Overall, my group’s response to Gumshoe wasn’t necessarily negative, but it wasn’t extremely enthusiastic. I don’t blame them, and I’m not sure how I feel about the system myself. From past experiences as a player, I love how the system foregrounds investigation and makes it feasible to run a game where investigation is the focal activity. It definitely has its strengths. 
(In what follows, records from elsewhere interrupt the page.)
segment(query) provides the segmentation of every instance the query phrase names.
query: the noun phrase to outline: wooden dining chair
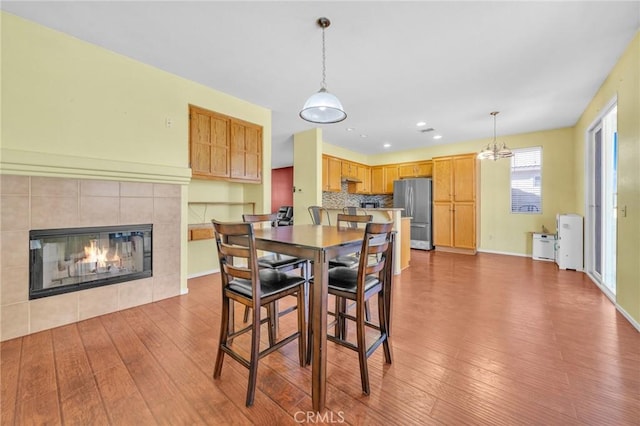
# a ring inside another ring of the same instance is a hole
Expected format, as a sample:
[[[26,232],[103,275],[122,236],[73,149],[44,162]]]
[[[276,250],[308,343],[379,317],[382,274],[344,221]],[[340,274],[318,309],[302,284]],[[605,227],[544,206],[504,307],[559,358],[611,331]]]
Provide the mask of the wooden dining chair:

Still, I can’t blame those who find the resolution system somewhat unsatisfying—even if I feel tempted to think that getting more comfortable with it would fix that. We’d opened up the can of worms of a much bigger mystery by the end of my version of On a Bank, by Moonlight, and we’d like to revisit the world, we may not do it with the Gumshoe ruleset. Even if I don’t complete my own FitD/Gumshoe hack, there’s always External Containment Bureau (a paranormal/investigative game that uses FitD rules), to which it would be pretty easy to add Gumshoe-like Investigative abilities if we wanted.

All that said, I’d like to revisit Gumshoe, if only because I have so many systems on hand, and I’m curious whether a different version of the system, especially a simpler one, might not appeal a bit more to my group, and be easier for me to run, too. Probably the main reason I feel that way is that when I’ve had a chance to participate in games of Trail of Cthulhu and Fall of Delta Green  games as a player, I didn’t really have any issues at ll. It was all pretty smooth for me, except a little uncertainty about spending General skill points at first. 

But anyway, for now, it’s someone else’s turn to run a game for a while!